Because California’s commercial legalization rules have yet to be implemented, many aspects of the industry are still in a legal gray area. And although there haven’t been any formal studies on the cannabis industry’s labor force, people familiar with the industry say that artists make up a substantial percentage of trimmers in the Bay Area and the Emerald Triangle.
“From my time spent trimming — whether at various scenes or within the comforts of more familiar confines — almost every single person I knocked out a harvest with was an artist,” said Erin Jacobs, an art curator and burlesque dancer a.k.a. Sugar Cane Jane. Jacobs has been working in cannabis for five years and is a “trim mom” — an industry term for someone who oversees trimmers — at a farm in the Emerald Triangle.
Trimming often appeals to artists because it’s hands-on, meditative work — not unlike sculpting or painting.
“My personal attraction to the industry boils down to creating with my hands and being able to use them as tools to cultivate a life for my family and myself,” said Jacobs, adding that trimming in a room full of artists can also be a source of creative inspiration. “It’s truly awesome, there’s a literal force in the room that I find to be incredibly stimulating as an artist.”
But not all artists who trim share this optimistic view. Brontez Purnell, an Oakland musician, author and dancer, explained that Bay Area artists often trim out of necessity because of the region’s expensive living costs.
“When I first moved here, I thought you could get a restaurant job to reasonably pay your rent and just scrape by, and that’s not the case anymore,” said Purnell, who moved to Oakland from Alabama nearly 15 years ago. “So seasonal work comes up and you’re in between jobs so you kind of have to go do it and make money.”
But why trimming and not more legit independent contractor gigs like driving for Uber or doing Postmates deliveries?
For one: Trimming is pretty artist-friendly. Trimmers generally get to set their hours, work as long as they want, wear what they want, listen to whatever music they want and smoke all the pot they can handle. It can also pay better.
“I could not sustain my art and drive an Uber for 12 hours a day,” said Purnell. “I feel like going up to trim for a month or two will give you three months of leniency” to focus on art.
However, Purnell and other industry insiders say that as supply increases in the new, recreational market, cannabis will decrease in value — and so will trimmers’ labor. “Everywhere I know now, you get $150 a pound, whereas before it was $225,” he said.
Nina Parks, co-founder of Supernova Women, a Bay Area advocacy group for people of color in the cannabis industry, said that more and more farmers are buying trimming machines to cut labor costs.
“Trimming is gonna become a minimum wage job in the new market. People are trying to maximize the profits,” she explained. The communal culture of some cannabis farms — where trimmers live, eat and work together in a co-op-style environment — will also no longer be sustainable. “Having livable accommodations on a farm is expensive.”
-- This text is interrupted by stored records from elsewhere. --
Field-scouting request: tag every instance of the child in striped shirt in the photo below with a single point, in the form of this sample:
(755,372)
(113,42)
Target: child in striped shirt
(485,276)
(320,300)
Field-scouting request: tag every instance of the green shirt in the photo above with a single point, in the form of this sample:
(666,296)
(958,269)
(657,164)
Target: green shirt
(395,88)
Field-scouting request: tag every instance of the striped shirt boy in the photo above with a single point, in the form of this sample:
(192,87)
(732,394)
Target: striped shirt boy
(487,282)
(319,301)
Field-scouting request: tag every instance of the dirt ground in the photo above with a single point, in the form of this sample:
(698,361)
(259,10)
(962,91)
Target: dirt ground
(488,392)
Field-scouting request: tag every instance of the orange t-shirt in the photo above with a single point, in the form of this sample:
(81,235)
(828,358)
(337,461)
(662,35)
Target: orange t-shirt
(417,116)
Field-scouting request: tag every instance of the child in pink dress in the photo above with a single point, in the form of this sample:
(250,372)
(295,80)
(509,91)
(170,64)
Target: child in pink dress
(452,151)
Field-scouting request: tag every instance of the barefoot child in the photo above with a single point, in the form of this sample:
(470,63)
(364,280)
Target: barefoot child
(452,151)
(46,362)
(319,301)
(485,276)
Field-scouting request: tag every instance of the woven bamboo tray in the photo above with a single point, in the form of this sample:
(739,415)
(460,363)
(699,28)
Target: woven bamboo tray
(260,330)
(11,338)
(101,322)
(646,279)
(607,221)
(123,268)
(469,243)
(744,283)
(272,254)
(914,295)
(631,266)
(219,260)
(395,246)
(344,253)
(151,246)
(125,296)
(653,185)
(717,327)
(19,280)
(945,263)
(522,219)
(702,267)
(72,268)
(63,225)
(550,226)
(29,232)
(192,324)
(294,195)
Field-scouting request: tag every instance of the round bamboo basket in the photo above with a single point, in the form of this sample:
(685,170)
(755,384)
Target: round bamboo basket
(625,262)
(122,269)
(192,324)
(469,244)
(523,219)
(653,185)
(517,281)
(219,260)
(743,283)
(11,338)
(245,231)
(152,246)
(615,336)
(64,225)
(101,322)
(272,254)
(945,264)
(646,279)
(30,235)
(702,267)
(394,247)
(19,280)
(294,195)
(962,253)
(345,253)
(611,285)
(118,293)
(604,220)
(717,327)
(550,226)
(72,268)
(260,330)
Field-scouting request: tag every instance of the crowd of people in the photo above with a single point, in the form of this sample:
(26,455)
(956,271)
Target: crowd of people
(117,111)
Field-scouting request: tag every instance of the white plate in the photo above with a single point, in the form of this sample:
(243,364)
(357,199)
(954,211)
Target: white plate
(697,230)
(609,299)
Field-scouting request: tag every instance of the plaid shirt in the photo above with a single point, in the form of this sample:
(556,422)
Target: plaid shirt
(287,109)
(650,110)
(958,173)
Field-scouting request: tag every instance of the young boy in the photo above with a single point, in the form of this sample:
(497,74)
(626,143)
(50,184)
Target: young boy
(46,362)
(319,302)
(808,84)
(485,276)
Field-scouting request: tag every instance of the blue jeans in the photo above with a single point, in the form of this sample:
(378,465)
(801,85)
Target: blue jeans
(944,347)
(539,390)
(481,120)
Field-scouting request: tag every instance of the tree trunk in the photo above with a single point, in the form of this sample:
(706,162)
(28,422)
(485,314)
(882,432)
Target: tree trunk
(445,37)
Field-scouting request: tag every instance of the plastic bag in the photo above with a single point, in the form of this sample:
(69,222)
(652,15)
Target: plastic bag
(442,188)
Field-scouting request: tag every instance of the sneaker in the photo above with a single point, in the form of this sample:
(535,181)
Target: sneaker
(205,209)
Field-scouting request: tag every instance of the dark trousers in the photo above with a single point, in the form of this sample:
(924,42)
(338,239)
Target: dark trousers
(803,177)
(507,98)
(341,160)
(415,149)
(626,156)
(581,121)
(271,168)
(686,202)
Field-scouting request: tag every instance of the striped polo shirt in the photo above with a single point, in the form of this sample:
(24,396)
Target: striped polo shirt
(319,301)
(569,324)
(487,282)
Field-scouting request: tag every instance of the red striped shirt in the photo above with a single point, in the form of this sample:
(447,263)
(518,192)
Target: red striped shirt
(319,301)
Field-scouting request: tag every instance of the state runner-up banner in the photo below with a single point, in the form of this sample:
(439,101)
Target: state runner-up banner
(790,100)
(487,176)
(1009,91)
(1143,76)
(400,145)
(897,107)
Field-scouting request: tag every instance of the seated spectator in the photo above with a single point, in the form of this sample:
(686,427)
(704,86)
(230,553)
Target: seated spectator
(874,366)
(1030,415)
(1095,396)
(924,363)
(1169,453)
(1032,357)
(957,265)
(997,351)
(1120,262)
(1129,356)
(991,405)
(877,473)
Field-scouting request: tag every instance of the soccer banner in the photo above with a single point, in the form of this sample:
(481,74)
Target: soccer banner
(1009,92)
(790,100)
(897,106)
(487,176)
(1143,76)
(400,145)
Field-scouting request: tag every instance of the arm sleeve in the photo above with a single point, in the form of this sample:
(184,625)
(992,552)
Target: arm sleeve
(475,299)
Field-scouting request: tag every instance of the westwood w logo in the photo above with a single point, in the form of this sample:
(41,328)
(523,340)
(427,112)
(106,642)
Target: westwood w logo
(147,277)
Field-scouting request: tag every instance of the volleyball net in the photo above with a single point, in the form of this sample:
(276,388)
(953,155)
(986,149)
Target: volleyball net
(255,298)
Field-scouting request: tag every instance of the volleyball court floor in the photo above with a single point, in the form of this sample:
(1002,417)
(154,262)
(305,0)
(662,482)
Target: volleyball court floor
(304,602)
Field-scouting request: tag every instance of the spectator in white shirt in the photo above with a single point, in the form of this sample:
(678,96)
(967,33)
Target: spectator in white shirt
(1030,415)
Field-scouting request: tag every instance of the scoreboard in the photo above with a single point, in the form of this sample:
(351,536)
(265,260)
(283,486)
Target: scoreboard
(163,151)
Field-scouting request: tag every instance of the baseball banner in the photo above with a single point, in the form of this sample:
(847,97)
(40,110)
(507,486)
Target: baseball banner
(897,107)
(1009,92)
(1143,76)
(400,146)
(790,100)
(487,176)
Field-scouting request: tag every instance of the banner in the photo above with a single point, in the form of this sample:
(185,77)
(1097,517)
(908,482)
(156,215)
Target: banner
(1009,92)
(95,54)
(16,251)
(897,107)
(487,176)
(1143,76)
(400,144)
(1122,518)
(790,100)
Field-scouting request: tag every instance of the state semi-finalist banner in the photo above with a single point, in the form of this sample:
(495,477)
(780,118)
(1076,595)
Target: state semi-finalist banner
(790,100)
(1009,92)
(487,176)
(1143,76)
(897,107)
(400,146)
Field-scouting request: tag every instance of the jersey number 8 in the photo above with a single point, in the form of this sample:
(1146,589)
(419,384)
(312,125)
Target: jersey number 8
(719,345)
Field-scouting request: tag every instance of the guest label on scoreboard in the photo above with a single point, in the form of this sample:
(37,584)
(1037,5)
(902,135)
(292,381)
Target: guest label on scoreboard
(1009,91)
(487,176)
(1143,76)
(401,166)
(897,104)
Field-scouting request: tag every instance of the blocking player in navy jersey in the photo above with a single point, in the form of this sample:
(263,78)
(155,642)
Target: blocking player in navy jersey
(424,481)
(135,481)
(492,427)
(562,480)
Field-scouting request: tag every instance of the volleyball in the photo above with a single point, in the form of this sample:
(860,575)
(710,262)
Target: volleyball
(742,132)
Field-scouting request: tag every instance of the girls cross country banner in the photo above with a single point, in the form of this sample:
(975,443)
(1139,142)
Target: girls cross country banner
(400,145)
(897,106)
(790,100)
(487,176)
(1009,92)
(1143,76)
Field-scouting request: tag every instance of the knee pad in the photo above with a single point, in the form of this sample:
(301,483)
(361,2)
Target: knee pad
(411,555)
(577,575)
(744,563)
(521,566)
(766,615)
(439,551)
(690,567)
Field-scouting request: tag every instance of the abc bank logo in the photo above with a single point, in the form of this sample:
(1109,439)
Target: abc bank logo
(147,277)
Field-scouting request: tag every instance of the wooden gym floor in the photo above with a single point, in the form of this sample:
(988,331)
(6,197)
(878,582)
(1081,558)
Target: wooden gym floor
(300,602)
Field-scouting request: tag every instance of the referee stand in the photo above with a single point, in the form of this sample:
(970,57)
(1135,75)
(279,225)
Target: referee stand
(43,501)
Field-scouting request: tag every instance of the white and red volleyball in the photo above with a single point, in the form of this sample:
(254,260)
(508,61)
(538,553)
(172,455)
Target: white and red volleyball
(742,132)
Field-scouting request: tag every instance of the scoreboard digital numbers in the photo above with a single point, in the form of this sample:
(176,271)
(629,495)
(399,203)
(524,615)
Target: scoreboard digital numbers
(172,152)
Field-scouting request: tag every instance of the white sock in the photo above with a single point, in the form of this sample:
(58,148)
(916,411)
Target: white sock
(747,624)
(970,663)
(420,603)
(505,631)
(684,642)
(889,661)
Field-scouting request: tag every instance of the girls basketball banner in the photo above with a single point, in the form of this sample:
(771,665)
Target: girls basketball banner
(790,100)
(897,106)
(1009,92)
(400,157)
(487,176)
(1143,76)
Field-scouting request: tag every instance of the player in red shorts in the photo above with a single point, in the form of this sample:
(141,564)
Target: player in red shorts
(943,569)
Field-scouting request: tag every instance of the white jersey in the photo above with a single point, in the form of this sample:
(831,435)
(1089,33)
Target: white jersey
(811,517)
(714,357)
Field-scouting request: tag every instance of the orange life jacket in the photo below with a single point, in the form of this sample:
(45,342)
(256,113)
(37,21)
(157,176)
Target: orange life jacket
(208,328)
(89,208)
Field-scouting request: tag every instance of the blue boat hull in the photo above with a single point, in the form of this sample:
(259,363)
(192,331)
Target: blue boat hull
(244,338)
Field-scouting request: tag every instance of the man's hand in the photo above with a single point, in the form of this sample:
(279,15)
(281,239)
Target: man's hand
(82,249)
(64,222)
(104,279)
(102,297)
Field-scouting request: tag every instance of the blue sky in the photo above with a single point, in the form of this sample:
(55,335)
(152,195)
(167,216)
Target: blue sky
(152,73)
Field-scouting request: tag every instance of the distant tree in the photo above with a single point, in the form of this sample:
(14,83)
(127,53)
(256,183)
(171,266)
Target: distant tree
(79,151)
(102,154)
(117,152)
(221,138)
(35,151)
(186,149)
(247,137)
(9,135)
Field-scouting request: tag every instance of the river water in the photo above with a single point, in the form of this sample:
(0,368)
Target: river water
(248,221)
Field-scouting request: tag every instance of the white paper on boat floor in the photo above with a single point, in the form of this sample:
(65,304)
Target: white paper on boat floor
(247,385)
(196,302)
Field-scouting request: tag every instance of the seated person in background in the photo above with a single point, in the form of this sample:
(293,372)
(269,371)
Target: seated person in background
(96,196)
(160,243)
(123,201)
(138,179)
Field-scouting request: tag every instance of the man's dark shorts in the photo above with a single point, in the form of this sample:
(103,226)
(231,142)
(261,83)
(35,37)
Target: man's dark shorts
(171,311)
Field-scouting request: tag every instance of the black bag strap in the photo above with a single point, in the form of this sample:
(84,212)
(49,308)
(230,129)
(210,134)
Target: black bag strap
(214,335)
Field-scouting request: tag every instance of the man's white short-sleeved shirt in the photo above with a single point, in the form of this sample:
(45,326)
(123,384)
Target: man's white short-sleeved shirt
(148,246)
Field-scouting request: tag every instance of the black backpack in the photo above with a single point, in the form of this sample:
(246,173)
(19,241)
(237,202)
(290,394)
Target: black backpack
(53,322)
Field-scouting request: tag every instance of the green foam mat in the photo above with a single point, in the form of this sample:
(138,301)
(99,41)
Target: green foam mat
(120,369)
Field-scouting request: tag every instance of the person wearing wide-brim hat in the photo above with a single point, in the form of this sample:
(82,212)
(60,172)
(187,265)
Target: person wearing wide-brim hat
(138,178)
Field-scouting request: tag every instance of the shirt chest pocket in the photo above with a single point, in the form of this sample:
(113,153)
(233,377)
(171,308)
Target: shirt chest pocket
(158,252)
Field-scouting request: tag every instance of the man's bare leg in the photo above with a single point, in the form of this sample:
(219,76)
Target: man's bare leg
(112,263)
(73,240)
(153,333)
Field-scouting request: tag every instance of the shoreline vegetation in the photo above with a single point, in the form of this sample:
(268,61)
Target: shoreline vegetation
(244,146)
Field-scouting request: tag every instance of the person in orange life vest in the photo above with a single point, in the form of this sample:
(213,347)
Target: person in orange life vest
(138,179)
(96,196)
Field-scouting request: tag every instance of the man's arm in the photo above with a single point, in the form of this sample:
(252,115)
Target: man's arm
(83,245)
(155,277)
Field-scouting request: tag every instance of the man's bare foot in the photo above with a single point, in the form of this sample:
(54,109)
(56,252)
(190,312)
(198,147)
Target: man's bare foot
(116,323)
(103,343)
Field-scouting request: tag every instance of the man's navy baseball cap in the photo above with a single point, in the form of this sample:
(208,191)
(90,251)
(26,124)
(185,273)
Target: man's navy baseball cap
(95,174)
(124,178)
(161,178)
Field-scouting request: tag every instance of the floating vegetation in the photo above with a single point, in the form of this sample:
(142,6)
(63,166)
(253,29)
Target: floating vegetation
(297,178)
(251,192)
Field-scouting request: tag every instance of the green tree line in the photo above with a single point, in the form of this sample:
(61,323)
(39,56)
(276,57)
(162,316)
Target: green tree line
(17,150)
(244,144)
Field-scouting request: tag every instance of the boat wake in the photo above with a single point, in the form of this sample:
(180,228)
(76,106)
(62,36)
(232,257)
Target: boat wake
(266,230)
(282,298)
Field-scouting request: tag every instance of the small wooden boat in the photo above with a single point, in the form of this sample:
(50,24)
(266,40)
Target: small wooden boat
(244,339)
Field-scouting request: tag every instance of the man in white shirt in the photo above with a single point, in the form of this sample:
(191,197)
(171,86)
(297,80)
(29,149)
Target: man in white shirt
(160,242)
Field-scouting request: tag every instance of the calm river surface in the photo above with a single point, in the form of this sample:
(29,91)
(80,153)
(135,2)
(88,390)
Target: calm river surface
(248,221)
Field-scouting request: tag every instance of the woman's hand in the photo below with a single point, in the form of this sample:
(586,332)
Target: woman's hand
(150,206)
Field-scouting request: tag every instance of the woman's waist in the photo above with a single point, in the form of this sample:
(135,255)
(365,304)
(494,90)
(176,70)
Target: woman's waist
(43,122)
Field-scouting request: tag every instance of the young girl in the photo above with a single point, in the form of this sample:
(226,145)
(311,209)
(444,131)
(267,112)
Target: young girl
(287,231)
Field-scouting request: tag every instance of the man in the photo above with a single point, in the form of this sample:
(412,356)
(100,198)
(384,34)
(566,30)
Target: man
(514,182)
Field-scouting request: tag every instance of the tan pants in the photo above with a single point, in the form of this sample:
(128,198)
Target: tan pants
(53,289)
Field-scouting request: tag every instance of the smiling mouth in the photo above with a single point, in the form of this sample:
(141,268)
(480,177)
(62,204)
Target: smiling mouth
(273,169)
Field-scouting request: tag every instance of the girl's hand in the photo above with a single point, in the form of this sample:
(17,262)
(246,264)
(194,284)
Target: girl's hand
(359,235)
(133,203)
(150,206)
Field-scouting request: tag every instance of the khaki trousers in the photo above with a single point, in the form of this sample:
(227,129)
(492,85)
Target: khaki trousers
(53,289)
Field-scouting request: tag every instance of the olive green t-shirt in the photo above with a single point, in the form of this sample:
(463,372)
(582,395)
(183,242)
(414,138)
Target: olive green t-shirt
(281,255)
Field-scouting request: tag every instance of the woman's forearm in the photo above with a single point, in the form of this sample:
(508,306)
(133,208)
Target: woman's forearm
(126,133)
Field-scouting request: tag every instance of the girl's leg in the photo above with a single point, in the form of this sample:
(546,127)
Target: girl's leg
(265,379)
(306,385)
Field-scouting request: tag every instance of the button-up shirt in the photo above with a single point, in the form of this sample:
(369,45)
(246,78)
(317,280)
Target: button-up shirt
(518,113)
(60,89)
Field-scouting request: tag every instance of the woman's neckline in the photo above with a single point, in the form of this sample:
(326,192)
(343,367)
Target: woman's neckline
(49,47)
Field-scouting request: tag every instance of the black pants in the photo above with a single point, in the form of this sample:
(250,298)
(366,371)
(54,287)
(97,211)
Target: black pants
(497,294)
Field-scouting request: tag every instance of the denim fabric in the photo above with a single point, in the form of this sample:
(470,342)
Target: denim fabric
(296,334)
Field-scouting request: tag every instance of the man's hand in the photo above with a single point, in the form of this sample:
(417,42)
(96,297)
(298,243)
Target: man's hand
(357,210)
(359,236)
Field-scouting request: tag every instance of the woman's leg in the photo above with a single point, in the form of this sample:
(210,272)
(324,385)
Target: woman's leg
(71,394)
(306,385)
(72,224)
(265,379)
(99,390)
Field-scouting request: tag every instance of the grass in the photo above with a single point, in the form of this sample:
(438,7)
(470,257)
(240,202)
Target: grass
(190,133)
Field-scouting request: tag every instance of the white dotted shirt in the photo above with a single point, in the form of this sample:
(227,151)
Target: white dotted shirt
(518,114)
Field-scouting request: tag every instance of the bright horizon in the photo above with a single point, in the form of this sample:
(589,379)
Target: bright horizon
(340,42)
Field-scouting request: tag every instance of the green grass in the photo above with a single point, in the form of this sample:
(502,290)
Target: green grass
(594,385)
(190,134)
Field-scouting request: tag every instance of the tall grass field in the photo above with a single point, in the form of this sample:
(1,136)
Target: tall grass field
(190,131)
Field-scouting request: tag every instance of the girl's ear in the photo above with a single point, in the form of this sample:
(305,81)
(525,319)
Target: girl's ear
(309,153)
Once recreational marijuana is fully legal in 2018, trimmers will be subject to the same regulations as any other workforce — meaning their pay will be on the books and their income taxed — unless they stay in the black market.
Parks fears that as trimming gigs become less lucrative, artists in search of flexible, part-time jobs will turn to more dangerous, black-market work to afford living in the Bay Area.
“There’s always going to be a black market because that’s where people can find a livelihood,” she said.
Expensive rents in San Francisco and Oakland are already a huge challenge for both cities’ once-thriving creative communities. A 2015 survey from the San Francisco Arts Commission confirmed that nearly 70 percent of artists had been recently displaced from their homes or work spaces. And if trimming becomes one less option to make a livable wage? Purnell warns, “I think a lot more people will be broke and we’ll see a lot more people leave this place.”
Nastia Voynovskaya is KQED’s music editor.